Campsites owner put honesty first

2/6/2007

PORT CLINTON - Betty Jane Skinner, who owned a Portage Township campground and ceramics shop and was the office manager for a plumbing and heating business belonging to her husband and brother-in-law, died Sunday in the Riverview Health Care Campus, Oak Harbor. She was 80.

Mrs. Skinner, who had battled pancreatic cancer for two years, died of complications from an infection contracted last month, said a grandson, Scott Skinner.

Mr. Skinner described his grandmother as "a very strong, loving person." She strived to maintain a family atmosphere at Sleepy Hollow Campground, built on part of an ancestral homestead along East Harbor Road, and would not tolerate rowdiness there, he said.

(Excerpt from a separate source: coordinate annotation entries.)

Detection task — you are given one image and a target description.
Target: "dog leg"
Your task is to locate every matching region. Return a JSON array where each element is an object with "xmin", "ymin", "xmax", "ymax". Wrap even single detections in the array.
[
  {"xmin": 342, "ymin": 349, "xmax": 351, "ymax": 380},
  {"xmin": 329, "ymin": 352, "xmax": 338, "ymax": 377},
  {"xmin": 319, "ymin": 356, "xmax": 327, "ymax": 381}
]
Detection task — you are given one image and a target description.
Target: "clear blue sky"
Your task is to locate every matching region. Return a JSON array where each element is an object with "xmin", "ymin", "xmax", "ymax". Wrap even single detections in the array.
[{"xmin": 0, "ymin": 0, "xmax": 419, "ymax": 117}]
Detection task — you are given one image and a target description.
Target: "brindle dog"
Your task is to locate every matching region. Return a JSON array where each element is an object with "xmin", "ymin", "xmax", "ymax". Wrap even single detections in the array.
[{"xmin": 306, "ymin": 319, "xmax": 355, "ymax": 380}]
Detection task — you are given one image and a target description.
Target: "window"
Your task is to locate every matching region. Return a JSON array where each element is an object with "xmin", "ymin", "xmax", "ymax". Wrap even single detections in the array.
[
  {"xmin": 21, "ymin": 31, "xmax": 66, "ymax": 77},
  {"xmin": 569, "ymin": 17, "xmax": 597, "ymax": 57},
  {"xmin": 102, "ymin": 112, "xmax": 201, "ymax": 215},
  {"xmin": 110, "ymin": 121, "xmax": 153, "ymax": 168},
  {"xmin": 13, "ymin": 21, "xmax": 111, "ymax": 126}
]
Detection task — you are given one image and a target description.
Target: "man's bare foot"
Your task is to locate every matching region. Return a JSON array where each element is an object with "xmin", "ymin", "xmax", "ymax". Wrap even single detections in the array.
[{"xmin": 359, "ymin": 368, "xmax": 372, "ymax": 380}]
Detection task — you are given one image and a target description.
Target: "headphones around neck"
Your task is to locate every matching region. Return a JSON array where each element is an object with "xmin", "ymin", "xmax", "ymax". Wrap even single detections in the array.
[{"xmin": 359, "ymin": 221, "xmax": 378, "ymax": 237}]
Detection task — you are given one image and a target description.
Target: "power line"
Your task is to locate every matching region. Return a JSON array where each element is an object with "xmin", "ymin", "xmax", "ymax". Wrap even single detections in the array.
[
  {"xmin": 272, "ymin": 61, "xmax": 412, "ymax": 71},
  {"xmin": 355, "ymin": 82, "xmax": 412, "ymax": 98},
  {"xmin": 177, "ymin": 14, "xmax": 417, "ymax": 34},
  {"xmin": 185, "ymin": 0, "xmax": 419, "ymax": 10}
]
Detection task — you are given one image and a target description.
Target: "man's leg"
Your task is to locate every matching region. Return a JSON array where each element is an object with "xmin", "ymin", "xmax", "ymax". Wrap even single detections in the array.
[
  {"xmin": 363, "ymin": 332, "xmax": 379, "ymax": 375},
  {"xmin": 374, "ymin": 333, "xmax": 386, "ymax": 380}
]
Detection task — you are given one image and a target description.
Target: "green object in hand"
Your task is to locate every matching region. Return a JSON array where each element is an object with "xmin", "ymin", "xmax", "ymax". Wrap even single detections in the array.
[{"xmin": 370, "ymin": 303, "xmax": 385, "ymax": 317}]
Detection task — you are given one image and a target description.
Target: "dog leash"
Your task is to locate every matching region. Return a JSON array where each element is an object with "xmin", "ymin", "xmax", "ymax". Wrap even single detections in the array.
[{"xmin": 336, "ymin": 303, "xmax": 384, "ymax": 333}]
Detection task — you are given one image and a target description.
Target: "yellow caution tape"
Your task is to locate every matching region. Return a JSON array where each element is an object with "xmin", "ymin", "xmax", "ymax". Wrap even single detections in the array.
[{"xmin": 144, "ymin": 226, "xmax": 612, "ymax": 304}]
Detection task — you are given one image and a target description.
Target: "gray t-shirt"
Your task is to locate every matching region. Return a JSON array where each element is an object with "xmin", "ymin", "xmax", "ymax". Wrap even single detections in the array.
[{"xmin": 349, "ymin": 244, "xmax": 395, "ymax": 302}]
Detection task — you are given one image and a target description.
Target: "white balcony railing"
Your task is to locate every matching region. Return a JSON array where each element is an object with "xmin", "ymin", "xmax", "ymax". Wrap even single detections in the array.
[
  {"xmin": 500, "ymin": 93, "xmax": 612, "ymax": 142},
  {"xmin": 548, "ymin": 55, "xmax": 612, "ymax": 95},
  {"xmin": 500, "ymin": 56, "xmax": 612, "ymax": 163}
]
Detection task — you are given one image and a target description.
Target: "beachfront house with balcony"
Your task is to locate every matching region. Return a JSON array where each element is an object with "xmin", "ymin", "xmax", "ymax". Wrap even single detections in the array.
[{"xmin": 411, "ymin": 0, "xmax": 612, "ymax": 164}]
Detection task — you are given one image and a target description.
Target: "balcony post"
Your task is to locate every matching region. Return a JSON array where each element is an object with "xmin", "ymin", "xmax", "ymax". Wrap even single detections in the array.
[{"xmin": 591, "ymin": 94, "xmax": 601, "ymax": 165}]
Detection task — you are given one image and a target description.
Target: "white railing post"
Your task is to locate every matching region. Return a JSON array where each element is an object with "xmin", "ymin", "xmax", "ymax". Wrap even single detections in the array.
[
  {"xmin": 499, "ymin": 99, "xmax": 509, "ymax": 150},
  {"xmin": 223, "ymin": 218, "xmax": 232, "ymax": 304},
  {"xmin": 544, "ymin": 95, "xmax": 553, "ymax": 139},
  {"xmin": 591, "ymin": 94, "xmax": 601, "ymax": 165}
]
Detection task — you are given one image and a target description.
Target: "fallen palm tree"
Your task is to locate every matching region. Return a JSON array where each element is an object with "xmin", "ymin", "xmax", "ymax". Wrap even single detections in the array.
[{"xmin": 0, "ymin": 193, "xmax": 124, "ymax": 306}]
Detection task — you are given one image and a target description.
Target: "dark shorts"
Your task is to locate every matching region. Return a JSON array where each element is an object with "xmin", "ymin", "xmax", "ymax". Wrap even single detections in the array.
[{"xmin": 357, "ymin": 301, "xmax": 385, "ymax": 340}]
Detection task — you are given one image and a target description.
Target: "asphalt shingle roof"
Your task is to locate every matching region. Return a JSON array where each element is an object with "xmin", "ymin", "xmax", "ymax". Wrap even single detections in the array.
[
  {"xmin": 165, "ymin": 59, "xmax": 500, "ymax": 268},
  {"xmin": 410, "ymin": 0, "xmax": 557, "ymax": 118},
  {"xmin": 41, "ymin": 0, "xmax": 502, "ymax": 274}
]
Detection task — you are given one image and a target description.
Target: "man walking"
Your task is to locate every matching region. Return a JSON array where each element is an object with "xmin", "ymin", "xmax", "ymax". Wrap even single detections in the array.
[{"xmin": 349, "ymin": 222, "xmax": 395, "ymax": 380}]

"I never heard her speak badly of anybody, even about the things some of those campers pulled," the grandson said.

Marvin Skinner, Scott's father, said honesty and fairness also were paramount to his mother.

"She used to say there was only one thing that mattered after you were gone, and that was your name," the son said. "If she found a dollar and knew it belonged to somebody, she made sure that person got it back."

Mrs. Skinner taught ceramics, painting, and other crafts, and made many ceramic lighthouse models that she sold to others, Marvin Skinner said.

She played the organ at her church, Peace Lutheran of Port Clinton, andoccasionally played at other churches in the area.

"Whenever somebody needed an organist, she was happy to do it," Scott Skinner said.

Born Betty Jane Zelms, she met Virgil M. Skinner at a junior high basketball game in nearby Gypsum, Ohio, when she was 13. They married three years later.

Mr. Skinner died in 1987.

Survivors include her sons, Marvin, Danny, and Mark; 11 grandchildren, 15 great-grandchildren, and a great-great-grandchild.

Visitation will be after 2 p.m. tomorrow in the Gerner-Wolf-Walker Funeral Home, Port Clinton, where services will be at 10 a.m. Thursday. The family suggests tributes to the American Cancer Society.